Other users report frequent crashes, lost data and so on.

With over 200,000 apps available, it’s not surprising that some are duds. However, given Apple’s insistence on checking every one, I’d expected the overall standard to be higher. Apple cannot easily judge how useful an app is, particularly in a niche area, but things like instability or unfair advertising practices should be caught.

Another odd thing: if you browse the store on the device, you cannot sort by rating, as far as I can tell, making it hard to find the better apps quickly. I guess this could be designed to mitigate the “winner takes all” factor: if one or two apps in a common search category achieve high ratings, it is difficult for newcomers to get noticed sufficiently to drive up their own ratings. Still, give the amount of dross in there, it would help to have this as an option, even if it were not allowed to be the default sort.

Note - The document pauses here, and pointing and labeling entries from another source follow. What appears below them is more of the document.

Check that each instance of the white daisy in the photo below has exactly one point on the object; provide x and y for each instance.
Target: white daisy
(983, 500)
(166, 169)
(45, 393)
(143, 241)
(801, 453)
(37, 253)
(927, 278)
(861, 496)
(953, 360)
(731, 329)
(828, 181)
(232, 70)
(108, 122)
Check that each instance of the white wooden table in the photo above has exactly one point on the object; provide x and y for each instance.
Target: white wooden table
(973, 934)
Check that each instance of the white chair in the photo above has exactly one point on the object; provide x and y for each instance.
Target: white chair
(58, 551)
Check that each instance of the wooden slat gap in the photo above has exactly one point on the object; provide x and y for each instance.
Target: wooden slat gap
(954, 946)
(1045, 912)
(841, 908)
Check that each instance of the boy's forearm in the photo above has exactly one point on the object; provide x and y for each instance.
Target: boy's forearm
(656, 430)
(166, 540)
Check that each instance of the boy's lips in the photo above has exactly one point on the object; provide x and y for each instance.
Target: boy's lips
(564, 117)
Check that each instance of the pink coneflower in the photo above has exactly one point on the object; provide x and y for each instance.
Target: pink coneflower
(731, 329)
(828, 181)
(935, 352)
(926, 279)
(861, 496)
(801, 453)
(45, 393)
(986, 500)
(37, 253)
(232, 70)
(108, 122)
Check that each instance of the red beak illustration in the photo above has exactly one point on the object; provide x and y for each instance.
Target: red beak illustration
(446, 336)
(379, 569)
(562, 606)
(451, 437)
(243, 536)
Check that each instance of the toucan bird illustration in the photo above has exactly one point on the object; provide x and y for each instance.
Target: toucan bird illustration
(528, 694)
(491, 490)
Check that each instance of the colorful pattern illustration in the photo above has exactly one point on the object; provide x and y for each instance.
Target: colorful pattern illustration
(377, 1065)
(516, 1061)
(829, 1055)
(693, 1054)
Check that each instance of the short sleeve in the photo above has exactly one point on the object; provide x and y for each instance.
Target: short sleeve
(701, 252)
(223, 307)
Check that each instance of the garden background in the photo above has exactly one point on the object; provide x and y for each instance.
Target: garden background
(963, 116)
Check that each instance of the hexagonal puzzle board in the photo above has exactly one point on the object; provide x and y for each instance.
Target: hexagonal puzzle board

The existence of so many poor apps also puts into context the Thoughts on Flash posted by Steve Jobs. I kind-of understand why Apple wants to exclude the Flash runtime from its device platform; but that does not explain the ban on Adobe’s Packager for iPhone, which compiles a Flash application to an iPhone binary. That might make sense if Jobs could point to the consistent high technical standard of iPhone Apps; but that is simply not the case.

2 thoughts on “Why is there so much junk in Apple’s App Store?”

  1. Couldn’t agree with you more about the App Store search. Even when I have the name of the program I want iTunes will struggle to find it. Relying on it to find interesting applications just doesn’t work.

    I’ve learnt to ignore the reviews – especially the overly-negative ones – as they don’t reflect my own experiences. eg When looking for a daily newspaper for my iPad the reviews for “The Times” were all dreadful, while for “The Financial Times” (which is fine, but doesn’t really use the device the way “The Times” does) they were enthusiastic. In reality I think “The Times” has one of the best interfaces and REAL use of the new format of any other that I’ve tried and I’ve not had a single crash from it.

    O2 coverage seems to be rather poor. I’ve stuck with them because I thought they weren’t too bad, but for my iPad I switched to Three. Over the last week or two in London, Milton Keynes, Winchester and the train journeys between the iPad using Three has had significantly better signal than O2 (and they offer much better value for money on the data front too), which is bizarre given that I gather they actually use the O2 backbone for most of their coverage. Alas for the iPhone 4 the only available choices were Orange (in Wichester) or O2 (in London) but as soon as my contract’s over I think I’ll be making the switch to Three on my phone.

  2. Similarly, why doesn’t Google, who ostensibly “uses Bayesian filtering the way that Microsoft uses the if statement,” do anything about the rash of spammy “reviews” in the Android Market? The simplest Bayesian spam classifier available would easily eliminate 99% of the problem, since they already have spam/ham user ratings. Instead, though, when you look at the reviews for any popular app — notably, Google’s own apps — you’re just about guaranteed to see ads for the same sites.